Elton John's apprentices defended the bells of Visoki Decani Monastery
Writing for Kosovo Online: Muharem Bazdulj, writer and journalist
At the large rally of the Serbian Progressive Party "Serbia of Hope" on May 26 this year, the greatest media attention was unplanned (?) attracted by the Serbian political leader from Montenegro, Milan Knezevic. One of his lines spoken on stage is probably the most quoted message from the entire rally. This is how Kneževic spoke to the crowd, "Perhaps you are not fancy to someone because you don't listen to techno music and Elton John, but you keep the bells of Decani Monastery."
Everyone found it funny, and many were surprised, “Who is this politician who uses such bizarre rhymes?” Nevertheless, better connoisseurs of Knezevic's character and work have long been aware that he is also a poet who likes to engage in poetry. It's no secret that he already used rhymes to deal with the journalist Zeljko Ivanovic from the "Vijesti" newspaper, and it was like this, "Montenegro knows a lot/ Zeljko's deep throat (...) Everything a bit, Nothing to the end/ That is who our boss Zeljko is".
In the late spring of 2023, why did "techno music and Elton John" come to Knezevic as an example of "fancy things"? For years and years, techno music has not been the focus of the younger "fancy" world, while Elton John has been practically in informal retirement for a long time. Although he is still relatively young (he was born in 1980), Knezevic, when it comes to popular culture, is clearly trapped deep in the past.
The pushing of Elton John has already attracted the attention of some prominent authors and analysts. For example, Zoran Panovic recently recalled his guest appearances in Sarajevo and Belgrade during the eighties of the last century. But with Panovic, as with everyone else, it seems to me, the comment remained at the level of noting the bizarreness.
If, however, we go beyond the bizarreness as such, there is an essential problem in the quoted Knezevic assessment. It seems that for him "fancy things", "techno music" and Elton John are symbols of those notorious "Western values" that Branko Ruzic mentioned at that ill-fated first press conference after the crime in "Ribnikar". And if "Western values", according to Ruzic's thesis, are to blame for the tragedy, Knezevic wants to amnesty "his" audience here. Likewise, according to Knezevic, the bearers of Western values have nothing to do with the "Kosovo covenant", so he also needs that as a contrast.
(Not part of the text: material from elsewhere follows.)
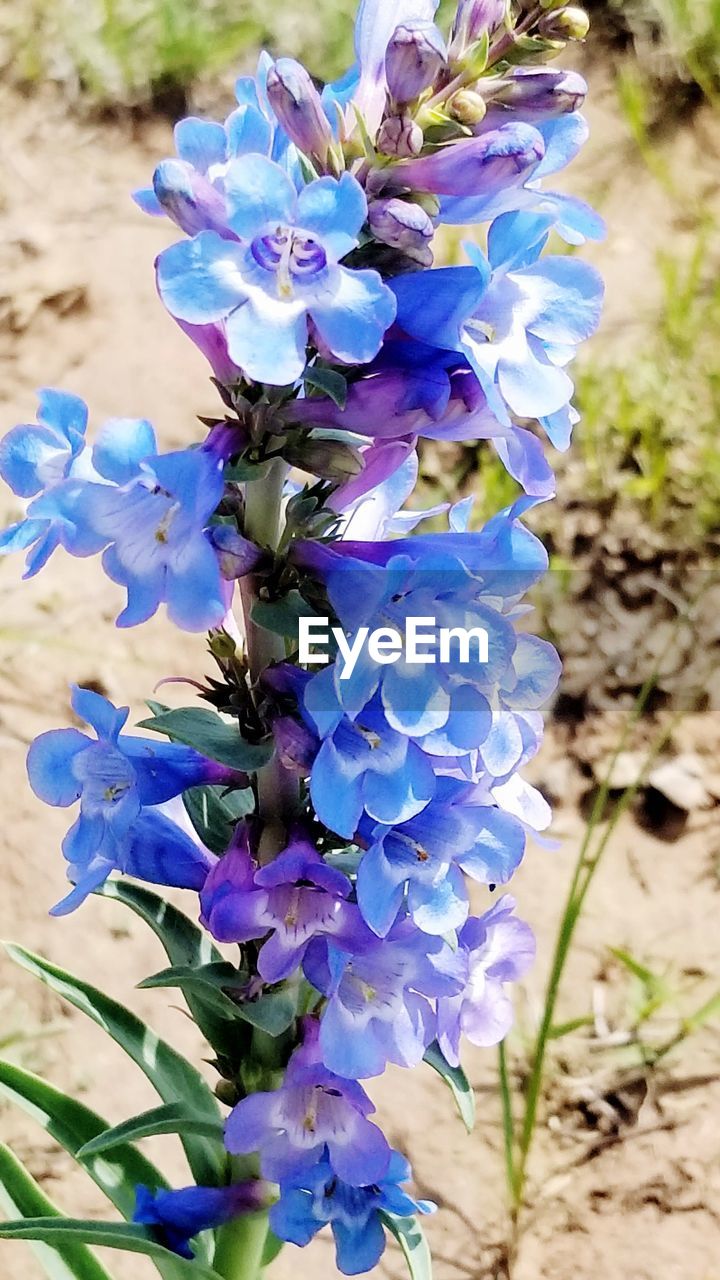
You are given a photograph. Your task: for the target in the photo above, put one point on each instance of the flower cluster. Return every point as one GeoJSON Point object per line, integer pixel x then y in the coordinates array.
{"type": "Point", "coordinates": [343, 819]}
However, both theses are problematic. Because neither so-called "Western values" can be blamed for the massacre in the elementary school, nor are fans of Western pop music and culture in general necessarily indifferent to national traditions.
For Knezevic, it seems, there is no greater contrast than that between Elton John and the bells of Decani Monastery. And that difference is not so drastic, as they say. And I don't mean that only in the sense of the thesis that all things in the universe are connected.
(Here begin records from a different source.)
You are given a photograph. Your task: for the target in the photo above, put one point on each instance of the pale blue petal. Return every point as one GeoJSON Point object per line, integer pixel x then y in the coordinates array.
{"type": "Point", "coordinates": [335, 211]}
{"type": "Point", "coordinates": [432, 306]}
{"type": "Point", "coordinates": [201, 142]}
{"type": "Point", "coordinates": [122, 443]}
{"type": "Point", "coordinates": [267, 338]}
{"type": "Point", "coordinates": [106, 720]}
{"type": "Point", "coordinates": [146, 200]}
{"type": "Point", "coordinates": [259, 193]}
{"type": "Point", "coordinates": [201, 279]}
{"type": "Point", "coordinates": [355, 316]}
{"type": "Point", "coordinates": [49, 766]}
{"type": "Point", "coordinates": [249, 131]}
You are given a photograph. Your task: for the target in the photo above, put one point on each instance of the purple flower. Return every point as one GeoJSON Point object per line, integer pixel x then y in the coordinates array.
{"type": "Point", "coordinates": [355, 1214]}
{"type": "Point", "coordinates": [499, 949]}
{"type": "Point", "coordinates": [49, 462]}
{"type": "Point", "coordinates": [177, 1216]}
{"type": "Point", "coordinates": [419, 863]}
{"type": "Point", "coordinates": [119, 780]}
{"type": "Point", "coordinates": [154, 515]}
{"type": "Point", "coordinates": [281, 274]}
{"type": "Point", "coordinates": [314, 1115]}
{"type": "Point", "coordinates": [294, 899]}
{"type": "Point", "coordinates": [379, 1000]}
Elton John is seventy-six years old since he was born in March 1947. Among the younger singers who, in a way, are considered his heirs, one of the most prominent is James Blunt, born in 1974. (Interestingly, their birth years are “anagrammatically" complementary - 47 and 74, as the year of writing Orwell's most famous book and the year in which the story is set - 48 and 84).
In an interview he gave to the Canadian version of the famous "Elle" magazine, James Blunt admits that Elton John is his role model and that he often turned to him for advice. In that conversation, he calls him his intimate "musical hero" and states that he never ignored him when he asked for something. So James Blunt is fancy and likes Elton John.
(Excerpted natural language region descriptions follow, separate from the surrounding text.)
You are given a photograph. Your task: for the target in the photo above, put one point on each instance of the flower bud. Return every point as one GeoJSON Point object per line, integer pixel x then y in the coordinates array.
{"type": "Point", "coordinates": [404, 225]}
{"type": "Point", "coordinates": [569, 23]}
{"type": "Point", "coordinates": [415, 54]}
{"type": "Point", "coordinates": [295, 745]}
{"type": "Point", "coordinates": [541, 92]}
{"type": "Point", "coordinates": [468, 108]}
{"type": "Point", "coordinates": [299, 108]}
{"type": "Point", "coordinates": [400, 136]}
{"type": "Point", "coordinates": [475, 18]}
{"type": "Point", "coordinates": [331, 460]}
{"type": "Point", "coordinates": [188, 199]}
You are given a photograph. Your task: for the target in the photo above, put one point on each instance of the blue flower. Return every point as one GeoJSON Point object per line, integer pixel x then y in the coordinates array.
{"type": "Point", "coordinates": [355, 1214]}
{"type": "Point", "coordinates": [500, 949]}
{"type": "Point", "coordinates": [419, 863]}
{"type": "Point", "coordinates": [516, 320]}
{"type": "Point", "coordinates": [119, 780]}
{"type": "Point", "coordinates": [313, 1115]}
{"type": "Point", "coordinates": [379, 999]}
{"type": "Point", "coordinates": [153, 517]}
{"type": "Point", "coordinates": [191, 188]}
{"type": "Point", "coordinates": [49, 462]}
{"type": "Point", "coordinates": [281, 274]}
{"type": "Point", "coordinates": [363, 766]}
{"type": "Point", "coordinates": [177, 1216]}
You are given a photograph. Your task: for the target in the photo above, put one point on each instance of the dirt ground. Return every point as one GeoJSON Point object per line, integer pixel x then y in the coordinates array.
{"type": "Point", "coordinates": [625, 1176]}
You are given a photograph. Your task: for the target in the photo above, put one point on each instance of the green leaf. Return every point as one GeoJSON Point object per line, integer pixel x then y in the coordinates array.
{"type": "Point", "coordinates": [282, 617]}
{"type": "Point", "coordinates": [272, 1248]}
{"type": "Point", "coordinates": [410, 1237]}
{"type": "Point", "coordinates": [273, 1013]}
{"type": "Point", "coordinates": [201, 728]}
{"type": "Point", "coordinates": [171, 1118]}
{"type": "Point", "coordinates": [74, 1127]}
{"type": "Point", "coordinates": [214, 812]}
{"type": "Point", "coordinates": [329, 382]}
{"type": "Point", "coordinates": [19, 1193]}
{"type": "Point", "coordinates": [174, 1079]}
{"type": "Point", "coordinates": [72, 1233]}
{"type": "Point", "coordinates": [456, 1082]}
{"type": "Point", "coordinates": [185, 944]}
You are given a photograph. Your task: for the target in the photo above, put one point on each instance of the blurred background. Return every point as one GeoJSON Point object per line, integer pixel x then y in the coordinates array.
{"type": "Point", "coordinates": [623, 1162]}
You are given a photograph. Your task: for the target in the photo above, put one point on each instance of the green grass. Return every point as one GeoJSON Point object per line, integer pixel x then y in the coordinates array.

However, the key biographical fact in James Blunt's life is the military part of his career. In his early and mid-twenties, he served in the British Army, and that period includes more than a year spent in Kosovo as a member of KFOR. In the time after the Serbian army and police withdrew from Kosovo, including from Decano, the "bells of Decani Monastery" were protected only by KFOR, and as part of it, James Blunt, Elton John's apprentice.
And there is actually something else. After centuries of occupation, the people of Decani were liberated by the Karadjordjevic family. The Karadjordjevic family is not so distantly related to the British royal family. In all likelihood, the next English king will be Prince William, the son of the current King Charles and Princess Diana Spencer. And the most beautiful and famous obituary song of Diana Spencer was written and sung by none other than - Elton John.
Therefore, you should be careful with rhyming jokes. Usually, they sound better than they are factually true. Elton John's singing followers defended the bells of Decani Monastery, literally, not purely symbolically. It is not necessary to be indifferent to the bells of Decani in order to be "fancy".